2 candidates look to serve as Ga. Supreme Court justice

2 candidates look to serve as Ga. Supreme Court justice

ALBANY, Ga. (WALB) - Two candidates are vying for one of the justice positions on the Georgia State Supreme Court.

The incumbent, Sarah Hawkins Warren, and the deputy chief assistant district attorney for the Dougherty Judicial Circuit, Hal Moroz.

Tuesday’s election will decide the nonpartisan post.

Sarah Hawkins Warren was appointed to the Supreme Court Of Georgia in September 2018 and is now running for election for the first time.

“Being on the Supreme Court has been the greatest honor of my professional career. And it’s a job I want to keep, not just because it’s my job, but because I really think it’s my vocation,” said Warren.

Warren is opposed by Hal Moroz, of Albany.

Moroz served 21 years in the Army, becoming an attorney.

He has also served in several Georgia cities as a magistrate judge, city chief judge and acting probate judge.

Moroz said working four years as an assistant district attorney has opened his eyes to Georgia Supreme Court decisions he did not agree with.

“I saw many things happening in state Supreme Court, and I thought you know what, I need to get involved. And I think the unrest we are experiencing right now across the country is a lack of confidence in our core institutions,” said Moroz.

Moroz cites his long and varied experience in the court system as one reason he is the more qualified candidate.

Warren was the solicitor general for the Georgia Attorney General, which she said highly qualified her appointment.

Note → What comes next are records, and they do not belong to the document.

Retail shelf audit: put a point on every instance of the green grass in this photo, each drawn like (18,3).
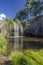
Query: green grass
(28,57)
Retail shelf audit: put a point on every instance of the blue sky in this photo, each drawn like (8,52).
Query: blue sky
(11,7)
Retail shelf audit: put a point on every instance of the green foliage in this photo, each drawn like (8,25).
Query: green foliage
(18,58)
(28,57)
(8,22)
(34,56)
(36,6)
(3,44)
(22,14)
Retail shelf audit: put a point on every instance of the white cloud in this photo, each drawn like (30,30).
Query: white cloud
(2,16)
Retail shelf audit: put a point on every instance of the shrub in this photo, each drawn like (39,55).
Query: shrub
(3,44)
(28,57)
(18,58)
(34,56)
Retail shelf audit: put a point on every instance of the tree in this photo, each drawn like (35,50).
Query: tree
(22,14)
(36,7)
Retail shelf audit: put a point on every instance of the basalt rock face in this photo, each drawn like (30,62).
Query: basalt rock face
(35,29)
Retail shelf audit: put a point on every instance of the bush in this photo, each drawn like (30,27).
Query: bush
(3,44)
(28,57)
(36,58)
(18,58)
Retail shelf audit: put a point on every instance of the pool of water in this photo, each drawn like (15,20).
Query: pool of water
(24,43)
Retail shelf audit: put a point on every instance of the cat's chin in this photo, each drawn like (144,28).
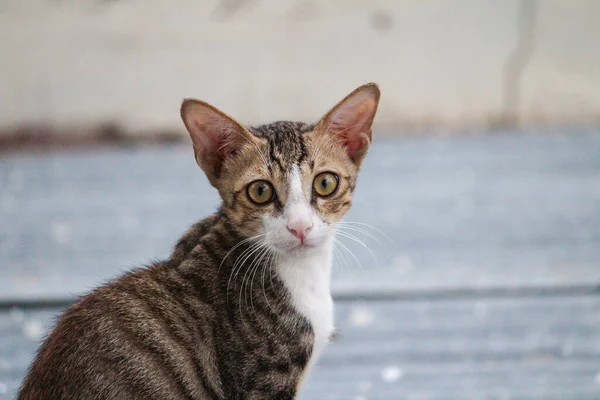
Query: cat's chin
(303,249)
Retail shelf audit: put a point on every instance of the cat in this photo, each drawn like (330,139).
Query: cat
(242,307)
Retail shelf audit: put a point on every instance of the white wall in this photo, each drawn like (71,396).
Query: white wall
(439,63)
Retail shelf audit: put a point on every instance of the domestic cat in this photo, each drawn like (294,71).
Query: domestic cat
(242,307)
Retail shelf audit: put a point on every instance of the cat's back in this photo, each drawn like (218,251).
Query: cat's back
(139,336)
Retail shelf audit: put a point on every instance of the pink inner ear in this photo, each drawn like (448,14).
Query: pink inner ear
(351,124)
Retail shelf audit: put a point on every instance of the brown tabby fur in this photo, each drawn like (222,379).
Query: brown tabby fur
(183,329)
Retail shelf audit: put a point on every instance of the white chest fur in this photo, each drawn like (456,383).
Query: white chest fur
(308,280)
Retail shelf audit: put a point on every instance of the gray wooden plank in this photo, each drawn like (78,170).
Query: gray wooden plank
(505,211)
(545,348)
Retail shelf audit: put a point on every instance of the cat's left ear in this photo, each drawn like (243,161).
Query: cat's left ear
(216,136)
(351,119)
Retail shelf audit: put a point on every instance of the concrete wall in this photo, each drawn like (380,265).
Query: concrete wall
(446,64)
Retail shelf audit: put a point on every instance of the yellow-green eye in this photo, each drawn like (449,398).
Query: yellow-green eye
(325,184)
(261,192)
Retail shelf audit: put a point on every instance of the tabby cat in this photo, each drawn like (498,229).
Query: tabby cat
(242,307)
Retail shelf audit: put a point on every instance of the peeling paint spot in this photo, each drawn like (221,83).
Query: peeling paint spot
(361,316)
(33,330)
(391,373)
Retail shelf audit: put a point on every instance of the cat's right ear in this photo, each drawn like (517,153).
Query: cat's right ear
(215,135)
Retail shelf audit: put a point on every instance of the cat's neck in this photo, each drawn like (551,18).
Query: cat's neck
(307,278)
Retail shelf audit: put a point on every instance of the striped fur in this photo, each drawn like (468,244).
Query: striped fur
(220,318)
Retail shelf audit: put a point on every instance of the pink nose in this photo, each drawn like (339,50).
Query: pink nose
(300,229)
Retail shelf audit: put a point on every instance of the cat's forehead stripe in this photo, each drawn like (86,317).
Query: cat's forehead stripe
(287,143)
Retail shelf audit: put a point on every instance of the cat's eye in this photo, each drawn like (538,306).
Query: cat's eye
(261,192)
(325,184)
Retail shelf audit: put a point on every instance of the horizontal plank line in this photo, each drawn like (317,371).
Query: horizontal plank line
(390,295)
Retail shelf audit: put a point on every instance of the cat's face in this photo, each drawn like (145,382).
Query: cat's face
(285,183)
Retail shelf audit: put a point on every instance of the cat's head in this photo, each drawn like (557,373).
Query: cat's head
(286,183)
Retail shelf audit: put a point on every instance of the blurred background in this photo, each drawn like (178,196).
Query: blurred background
(476,274)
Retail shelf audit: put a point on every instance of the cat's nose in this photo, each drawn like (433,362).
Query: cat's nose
(300,229)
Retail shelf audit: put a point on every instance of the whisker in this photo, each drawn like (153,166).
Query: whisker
(371,227)
(357,240)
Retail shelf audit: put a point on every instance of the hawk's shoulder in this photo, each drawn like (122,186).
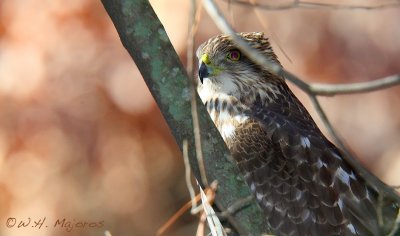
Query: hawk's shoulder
(300,178)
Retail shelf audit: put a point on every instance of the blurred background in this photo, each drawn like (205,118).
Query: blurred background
(82,140)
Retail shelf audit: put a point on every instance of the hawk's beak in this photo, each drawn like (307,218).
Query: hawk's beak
(203,71)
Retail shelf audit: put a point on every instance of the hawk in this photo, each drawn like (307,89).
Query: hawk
(299,178)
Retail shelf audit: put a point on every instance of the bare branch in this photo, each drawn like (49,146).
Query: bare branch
(261,60)
(319,5)
(329,90)
(137,24)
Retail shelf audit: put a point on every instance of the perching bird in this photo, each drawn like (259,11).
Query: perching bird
(299,178)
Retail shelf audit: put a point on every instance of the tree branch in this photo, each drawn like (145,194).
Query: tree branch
(145,39)
(311,90)
(316,5)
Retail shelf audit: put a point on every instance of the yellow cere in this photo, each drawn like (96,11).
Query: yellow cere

“I was coordinating appellate advocacy for the entire law department for the state, regularly making arguments before the Georgia Supreme Court and other state and federal courts. Argued before the United States Supreme Court. I was the attorney general’s primary constitutional law advisor. That was the springboard for me to be appointed to the court,” said Warren.

Warren said serving on the Supreme Court is how she thinks she can best possibly serve her home state.

Moroz also said he wants to serve his home on the Supreme Court, making sure laws provide equal justice for all.

“We have to have gatekeepers on the Supreme Court who look at cases and decide is justice being equally doled out. And I am talking about equal justice for all. I’m talking about founding principles,” said Moroz.

Tuesday’s election will decide the justice post, with the winner serving a six-year term.

Hal Moroz has authored many books and articles, including historical pieces.

WALB News 10 has been contacted by a person who questioned Hal Moroz’s qualifications because in one of his books, he praised Confederate leaders Jefferson Davis and Robert E. Lee.

We asked Moroz for a response and he sent us the following statement:

“When the words of any person over a lifetime are taken out of context, I realize they can be warped to fit any narrative. And I understand that politics is no place for the weak of heart or those sensitive to criticism.

I have taught United States history and the law, and have written about the same. They comprise dozens of books and countless articles over several decades. But some detractors of mine have taken words I have written in books and mixed them with fictitious social media postings to form what are anathema to my beliefs as an American and a Christian. And in that same context, I am informed that my detractors who take quotes out of context on historical figures I have written about, failed to mention any of my writings on people like Abraham Lincoln, Theodore Roosevelt or those who penned the Constitution or served with distinction in our military.

So there is no doubt, I love the Constitution and the inalienable rights its espouses, such as the freedom of speech and the proposition of equal justice under the law, regardless of someone’s race, gender, national origin or any of the immutable characteristics they may possess. In fact, I fought for those very rights as a soldier in the Army for the first 21 years of my adult life. And I have always aspired to conduct myself as a public figure in the highest traditions of the law and my upbringing. I am not perfect, but nor am I what others who do not know me would suggest I am."